Where Jaspers leaned toward description and diagnostic rigour, Freud and Jung pressed the hermeneutical route further. Freud mapped unconscious drives and conflicts; Jung explored symbolic processes and archetypes. Both placed meaning and narrative at the centre, seeing symptoms as communications from the psyche rather than only dysfunctions of the brain3. Their work opened space for listening to how personal, cultural, and mythological factors shape distress.
This divergence speaks directly to today’s Gender Identity controversies. The medicalising approach frames gender dysphoria as a diagnosable condition, often treated through affirmation protocols, puberty blockers, and surgical interventions. International guidelines such as the WPATH Standards of Care prioritise affirmation models, presenting them as evidence-based medical responses. In the UK, the Cass Review has recommended a more cautious stance, calling for comprehensive psychological assessment before intervention, reflecting Jaspers’ concern for diagnostic precision and explanatory models4.
The hermeneutical route, by contrast, asks what psychic meaning these experiences carry. Freud might have seen gender questioning as a negotiation of unconscious identification and desire; Jung as an encounter with contrasexual archetypes, shadow projections, or individuation trials. Both would emphasise that the psyche communicates symbolically, and that gender conflict may signal deeper transformation. To treat gender dysphoria solely as a disorder is to miss its symbolic, cultural, and mythopoetic dimensions5.
This raises urgent questions. Are affirmation models, when applied as default protocols, bypassing the hermeneutical work of helping individuals make meaning from inner conflict? Is gender transition always the resolution, or can it sometimes be a symbolic enactment of other psychic struggles? Conversely, can symbolic interpretation alone be sufficient if it ignores embodied suffering, social hostility, or the medical realities of distress?

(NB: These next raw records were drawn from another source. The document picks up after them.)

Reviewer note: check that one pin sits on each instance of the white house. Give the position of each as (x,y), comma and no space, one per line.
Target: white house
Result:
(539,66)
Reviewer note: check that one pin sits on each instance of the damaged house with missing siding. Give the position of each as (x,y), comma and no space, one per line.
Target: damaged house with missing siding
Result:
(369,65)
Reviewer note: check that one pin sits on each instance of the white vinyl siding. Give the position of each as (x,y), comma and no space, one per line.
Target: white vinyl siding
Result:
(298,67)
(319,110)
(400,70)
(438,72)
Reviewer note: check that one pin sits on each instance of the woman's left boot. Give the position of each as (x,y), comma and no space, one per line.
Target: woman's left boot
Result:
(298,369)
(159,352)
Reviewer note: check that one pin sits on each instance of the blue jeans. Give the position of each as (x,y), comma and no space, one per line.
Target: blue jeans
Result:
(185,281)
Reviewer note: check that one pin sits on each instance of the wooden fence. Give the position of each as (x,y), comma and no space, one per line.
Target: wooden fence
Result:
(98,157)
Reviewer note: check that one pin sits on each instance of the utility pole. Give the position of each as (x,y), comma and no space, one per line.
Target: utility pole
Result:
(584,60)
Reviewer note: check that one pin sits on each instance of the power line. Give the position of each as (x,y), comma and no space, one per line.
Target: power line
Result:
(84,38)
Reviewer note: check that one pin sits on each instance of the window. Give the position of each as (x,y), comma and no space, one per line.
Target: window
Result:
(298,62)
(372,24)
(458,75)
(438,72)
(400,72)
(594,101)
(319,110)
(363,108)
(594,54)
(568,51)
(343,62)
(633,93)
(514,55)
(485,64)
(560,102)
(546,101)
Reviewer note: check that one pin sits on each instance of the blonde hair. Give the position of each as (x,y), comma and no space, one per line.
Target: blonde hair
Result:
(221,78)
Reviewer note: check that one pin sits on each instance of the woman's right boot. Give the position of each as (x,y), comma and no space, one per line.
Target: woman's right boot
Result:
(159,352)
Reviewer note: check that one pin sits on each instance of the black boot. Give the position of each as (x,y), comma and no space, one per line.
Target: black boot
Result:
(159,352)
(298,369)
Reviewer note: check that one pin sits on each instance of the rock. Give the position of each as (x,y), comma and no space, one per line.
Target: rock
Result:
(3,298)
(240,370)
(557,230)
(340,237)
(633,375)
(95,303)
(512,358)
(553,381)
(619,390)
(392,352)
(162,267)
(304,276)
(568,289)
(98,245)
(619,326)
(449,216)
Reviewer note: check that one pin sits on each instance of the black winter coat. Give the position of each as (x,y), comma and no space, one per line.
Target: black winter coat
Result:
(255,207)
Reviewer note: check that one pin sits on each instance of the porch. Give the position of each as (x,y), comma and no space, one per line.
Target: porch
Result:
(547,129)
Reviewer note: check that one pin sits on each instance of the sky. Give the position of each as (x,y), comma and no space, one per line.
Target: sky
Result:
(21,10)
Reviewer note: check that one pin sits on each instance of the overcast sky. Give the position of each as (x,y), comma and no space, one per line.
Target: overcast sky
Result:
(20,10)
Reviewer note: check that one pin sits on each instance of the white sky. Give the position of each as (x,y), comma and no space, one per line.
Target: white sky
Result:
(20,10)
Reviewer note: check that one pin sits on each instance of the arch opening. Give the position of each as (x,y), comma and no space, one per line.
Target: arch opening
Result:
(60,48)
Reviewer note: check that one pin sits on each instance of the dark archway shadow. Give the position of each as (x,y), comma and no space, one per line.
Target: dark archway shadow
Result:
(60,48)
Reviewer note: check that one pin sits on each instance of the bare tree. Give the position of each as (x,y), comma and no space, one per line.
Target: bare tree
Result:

These tensions highlight the polarity Jaspers identified between explanation and understanding.
David Healy, in his book, The Suspended Revolution: Psychiatry and Psychotherapy Re-examined, evaluates Jaspers alongside Freud and Jung illuminates the stakes of this debate. A psychiatry that only explains risks collapsing meaning into mechanism. A psychology that only interprets risks neglecting bodily realities and social care. For gender identity, both poles matter: the medical and the hermeneutical, the diagnosis and the dialogue, the body and the symbol. The wider culture, too, tends to polarise—either insisting on biological determinism or treating identity as wholly self-declared—both collapsing Jaspers’ balance.
The challenge is not to choose one path, but to resist their separation. Gender Identity concerns may demand precisely the suspended balance Jaspers sought, enriched by Freud’s and Jung’s hermeneutics of meaning. Only then can the suffering of individuals be addressed without losing sight of the wider symbolic drama in which it is entangled.
Endnotes
- Jaspers, K. (1963). General Psychopathology. (original 1913). English trans. Manchester University Press.
- Stanghellini, G. & Fuchs, T. (2025). “Karl Jaspers as Psychiatrist.” In The Anthem Companion to Karl Jaspers. Anthem Press. See also Editorial, British Journal of Psychiatry (2025), describing Jaspers’ phenomenological psychiatry as a resource for contemporary practice.
- Freud, S. (1917). Introductory Lectures on Psychoanalysis. Jung, C. G. (1959). The Archetypes and the Collective Unconscious. Collected Works, Vol. 9. Princeton University Press.
- Healy, D. (1997). The Suspended Revolution: Psychiatry and Psychotherapy Re-examined. Faber & Faber. See also Hilary Cass (2024). Independent Review of Gender Identity Services for Children and Young People. NHS England.
- Jung, C. G. (2009). The Red Book: Liber Novus. Philemon Foundation / W. W. Norton. See reflections on anima/animus and symbolic individuation.
- Souza, R. C. (2023). “Karl Jaspers and the Dialectics of Psychopathology.” Revista Latinoamericana de Psicopatologia Fundamental, 26(4).
- Kim, H. (2019). “Phenomenological Psychopathology Today.” Psychiatry Investigation, 16(2), 93–101.